Fortunately, the physical destruction is where the Iraq comparisons stop. Around here, the locals have truly welcomed these soldiers.

Mason keeps a thank-you letter in his pocket from a Japanese boy whose school was cleaned by soldiers last week. He also has a photo of the Japanese flag the school presented them, signed by the school’s survivors and inscribed with a message in English: “When we had a crisis, you rushed in and helped us.”

For soldiers doing such back-breaking work, such moments of appreciation make a big difference.

“It was a pretty good feeling,” said Mason, of the 1st Battalion, 1st Air Defense Artillery Regiment. “The people here are keeping their heads up. Despite everything, I don’t think they’re letting this get them down too much.”

No one is sure when trains will reach Nobiru again. Japan Rail says that Senseki line service will be restored for the first 16 miles leading out of Sendai by the end of May.

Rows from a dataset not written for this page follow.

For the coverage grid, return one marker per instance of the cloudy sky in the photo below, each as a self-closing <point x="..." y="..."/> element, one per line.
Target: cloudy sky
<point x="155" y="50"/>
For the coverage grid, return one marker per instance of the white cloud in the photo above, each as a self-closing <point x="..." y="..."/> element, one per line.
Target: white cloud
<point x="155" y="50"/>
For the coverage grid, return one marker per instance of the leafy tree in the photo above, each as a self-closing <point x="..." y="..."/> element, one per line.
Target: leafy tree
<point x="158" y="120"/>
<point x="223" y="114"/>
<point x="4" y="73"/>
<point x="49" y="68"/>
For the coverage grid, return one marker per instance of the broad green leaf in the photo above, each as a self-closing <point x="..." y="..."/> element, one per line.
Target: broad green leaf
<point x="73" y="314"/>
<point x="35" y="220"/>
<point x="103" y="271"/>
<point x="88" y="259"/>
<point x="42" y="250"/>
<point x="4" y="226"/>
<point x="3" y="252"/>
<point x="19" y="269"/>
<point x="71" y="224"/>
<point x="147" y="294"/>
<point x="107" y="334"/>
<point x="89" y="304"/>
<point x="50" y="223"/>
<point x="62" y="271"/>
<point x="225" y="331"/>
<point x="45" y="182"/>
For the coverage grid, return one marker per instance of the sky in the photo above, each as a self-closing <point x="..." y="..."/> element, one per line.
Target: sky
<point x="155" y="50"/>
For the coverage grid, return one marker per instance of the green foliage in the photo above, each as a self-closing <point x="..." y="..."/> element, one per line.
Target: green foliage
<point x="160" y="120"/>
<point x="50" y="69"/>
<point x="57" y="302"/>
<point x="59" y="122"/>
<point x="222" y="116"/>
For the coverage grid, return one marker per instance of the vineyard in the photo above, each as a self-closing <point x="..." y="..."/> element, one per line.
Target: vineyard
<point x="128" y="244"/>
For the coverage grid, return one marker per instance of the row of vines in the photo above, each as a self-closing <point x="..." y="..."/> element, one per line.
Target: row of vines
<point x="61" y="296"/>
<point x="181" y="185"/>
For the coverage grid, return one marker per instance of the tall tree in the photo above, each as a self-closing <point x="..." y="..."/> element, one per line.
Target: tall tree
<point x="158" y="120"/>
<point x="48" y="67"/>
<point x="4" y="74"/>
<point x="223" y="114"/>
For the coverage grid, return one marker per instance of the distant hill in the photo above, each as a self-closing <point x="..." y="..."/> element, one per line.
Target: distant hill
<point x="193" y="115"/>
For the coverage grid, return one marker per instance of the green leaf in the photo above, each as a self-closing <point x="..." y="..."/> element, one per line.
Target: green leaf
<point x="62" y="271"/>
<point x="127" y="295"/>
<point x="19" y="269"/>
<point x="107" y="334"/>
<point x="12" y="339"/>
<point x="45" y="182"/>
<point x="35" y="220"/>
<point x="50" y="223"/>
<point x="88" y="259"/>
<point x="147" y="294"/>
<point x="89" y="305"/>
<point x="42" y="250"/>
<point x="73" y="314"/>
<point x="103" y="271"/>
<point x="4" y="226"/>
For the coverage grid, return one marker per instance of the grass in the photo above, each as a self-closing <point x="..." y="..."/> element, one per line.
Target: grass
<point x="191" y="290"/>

That is about five miles short of Nobiru. The tracks here remain covered with dirt, electric lines, debris and mangled machinery. A mile up the line from the station, someone will eventually have to move a 25-foot boat that the tsunami dumped on the tracks.

But rail travel is so integral to Japanese life that it’s unthinkable that the trains won’t be running again.

And so when the soldiers completed their task at Nobiru, they moved on to the next station up the road, and the next piles of dirt to be shoveled.

“It’s almost not real,” said Pickett, while looking out at the wasteland surrounding him. “But nobody here complains. They just get to it.”